After Pisco Sours and an “Ernest Hemingway” in Louisville, I made my
way to Chicago. Now everyone knows that Chicago is brimming with
incredible restaurants with ridiculously good food and outstanding
wine. In the past couple of years, this city has also redefined the
cocktail lounge. Certain establishments, such as the Drawing Room
(lepassage.com), have elevated
drinks to art and the cocktail lounge to places of worship.
“The answer to what makes a great cocktail is so very simple but
unfortunately hard to find nowadays: fresh ingredients, quality
spirits, and, most importantly, balance,” explains Cristiana DeLucca, a
bartender at the Drawing Room. “Fresh ingredients and quality spirits
make all the difference in terms of flavor, aroma, and texture in a
cocktail, but if they’re not balanced, it’ll never be a great
cocktail.”
The source of this recent cocktail movement can provoke a
chicken-or-the-egg argument. Some say it was brought about by the
explosion of artisan distillers in all categories of liquor, from gin
to whiskey. Others insist that it’s the other way around. Either way,
with so much at a bartender’s fingertips, it would seem that the
options are endless.
“For spirits, I reach for gin the most often,” DeLucca says. “For
liqueurs, I’ve loved mixing with white vermouth lately, namely, Martini
& Rossi Bianco. It has a fortified white wine base and is sweetened
and infused with botanicals. You’ll pick up notes like honey, vanilla,
and chamomile, but it’s a bit dry as well. It’s quite lovely all on its
own with maybe a few cubes of ice, but I think it adds a really great
aroma and another layer of flavor when mixed into a cocktail. I
describe it to customers as being the halfway point between sweet and
dry vermouths, having qualities from both but also having some unique
flavors of its own.”
It’s an exciting time for those interested in cocktails or in the
cocktail business. Mixologists are experimenting with unheard-of
combinations of spirits, liqueurs, and a bevy of nonalcoholic
ingredients such as jams and house-made tinctures.
“My favorite drink is definitely the drink I created for the
competition/final for a class I took called ‘The Academy of Spirits and
Fine Service,'” DeLucca says. “I worked really, really hard on it, and
it was the first cocktail I created all on my own, so it’s sort of my
baby. It has Pampero Aniversario aged rum, Velvet Falernum, fresh lime
juice, a little Grand Marnier, some orange bitters on top, and a flamed
orange peel. It’s called ‘The Queen’s Ration.'”

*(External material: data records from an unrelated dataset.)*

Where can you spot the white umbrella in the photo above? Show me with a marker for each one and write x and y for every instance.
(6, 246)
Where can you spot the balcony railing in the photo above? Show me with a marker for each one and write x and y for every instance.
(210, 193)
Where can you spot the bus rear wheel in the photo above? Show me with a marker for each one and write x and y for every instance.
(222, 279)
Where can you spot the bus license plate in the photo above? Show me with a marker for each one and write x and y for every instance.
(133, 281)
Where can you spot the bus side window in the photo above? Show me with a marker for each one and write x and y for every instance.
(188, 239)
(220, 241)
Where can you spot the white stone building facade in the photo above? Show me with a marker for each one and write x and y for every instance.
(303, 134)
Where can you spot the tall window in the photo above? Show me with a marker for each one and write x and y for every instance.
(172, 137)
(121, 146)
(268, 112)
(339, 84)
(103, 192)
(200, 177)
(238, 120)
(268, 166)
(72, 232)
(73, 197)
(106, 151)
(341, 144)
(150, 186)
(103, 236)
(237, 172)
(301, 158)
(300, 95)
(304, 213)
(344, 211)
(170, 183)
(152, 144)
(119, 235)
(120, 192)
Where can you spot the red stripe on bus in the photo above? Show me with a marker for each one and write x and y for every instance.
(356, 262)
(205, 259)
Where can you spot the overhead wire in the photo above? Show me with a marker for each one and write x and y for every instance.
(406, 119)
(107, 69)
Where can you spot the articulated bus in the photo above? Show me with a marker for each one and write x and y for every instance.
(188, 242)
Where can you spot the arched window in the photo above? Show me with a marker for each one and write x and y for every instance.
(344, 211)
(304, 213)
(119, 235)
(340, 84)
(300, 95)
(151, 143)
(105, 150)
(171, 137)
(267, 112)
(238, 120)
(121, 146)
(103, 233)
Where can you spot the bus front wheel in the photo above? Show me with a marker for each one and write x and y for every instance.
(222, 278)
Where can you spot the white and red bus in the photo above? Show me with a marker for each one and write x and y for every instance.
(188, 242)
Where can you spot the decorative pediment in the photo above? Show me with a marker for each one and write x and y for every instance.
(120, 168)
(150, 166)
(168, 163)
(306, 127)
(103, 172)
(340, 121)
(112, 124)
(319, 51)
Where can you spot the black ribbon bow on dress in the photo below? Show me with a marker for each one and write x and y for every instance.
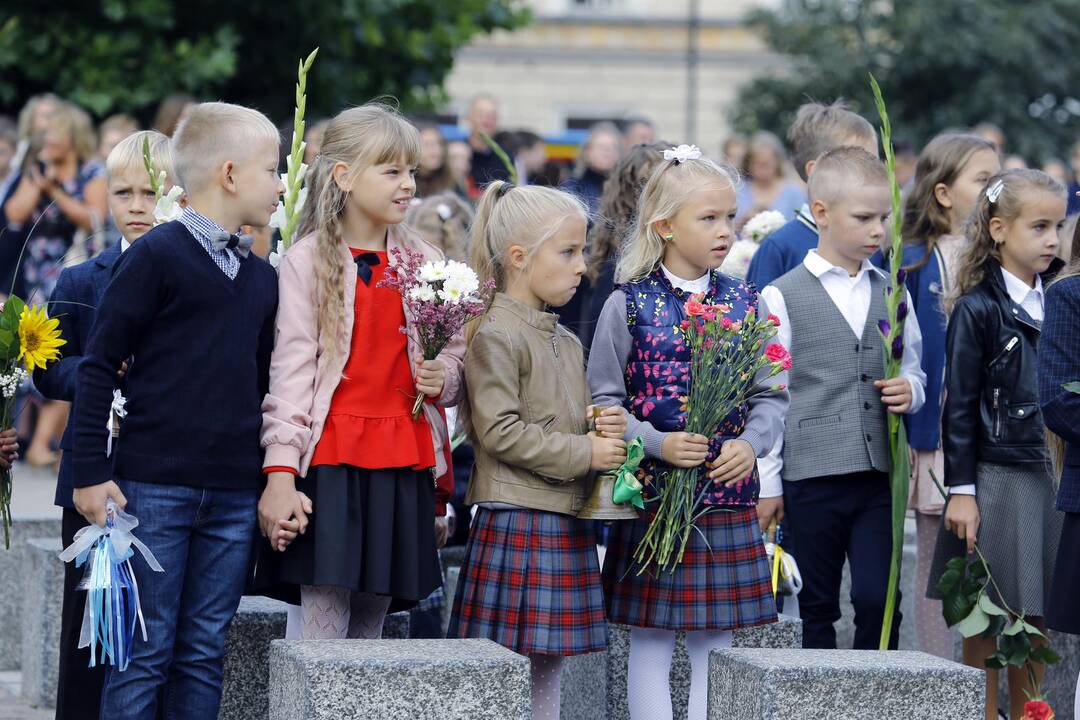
(364, 263)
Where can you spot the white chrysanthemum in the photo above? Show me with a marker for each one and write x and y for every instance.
(764, 225)
(737, 263)
(434, 271)
(422, 293)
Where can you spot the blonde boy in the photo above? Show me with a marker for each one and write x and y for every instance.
(196, 310)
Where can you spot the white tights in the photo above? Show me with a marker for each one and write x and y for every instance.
(336, 613)
(547, 685)
(648, 691)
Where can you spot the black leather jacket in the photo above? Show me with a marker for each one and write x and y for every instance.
(991, 384)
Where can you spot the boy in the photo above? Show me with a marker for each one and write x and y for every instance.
(817, 130)
(196, 309)
(75, 300)
(835, 458)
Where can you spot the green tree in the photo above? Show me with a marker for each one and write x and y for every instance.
(125, 55)
(943, 64)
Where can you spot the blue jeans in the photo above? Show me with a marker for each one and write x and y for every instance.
(203, 539)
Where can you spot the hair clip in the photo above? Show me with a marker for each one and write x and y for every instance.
(683, 152)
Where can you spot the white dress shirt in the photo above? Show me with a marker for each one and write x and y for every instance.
(1030, 300)
(851, 295)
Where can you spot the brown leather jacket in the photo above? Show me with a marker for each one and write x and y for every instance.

Why this intense focus on cocktails? Look at society’s renewed focus
on what we eat for a clue.
“I think that with people paying attention to what they’re putting
in their bodies, now more than ever, it was only a matter of time
before cocktails caught up with food,” DeLucca suggests. “It wouldn’t
make sense to walk into a restaurant, enjoy a fabulous organic, locally
sourced meal, and then chase it down with a vodka and energy drink. We,
as bartenders, now have the opportunity to utilize the kitchens,
pantries, and walk-in coolers to make amazing products from scratch,
and we’re doing it. [Plus], quite frankly, I think we all just got sick
of drinking crappy cocktails. I know I certainly did.”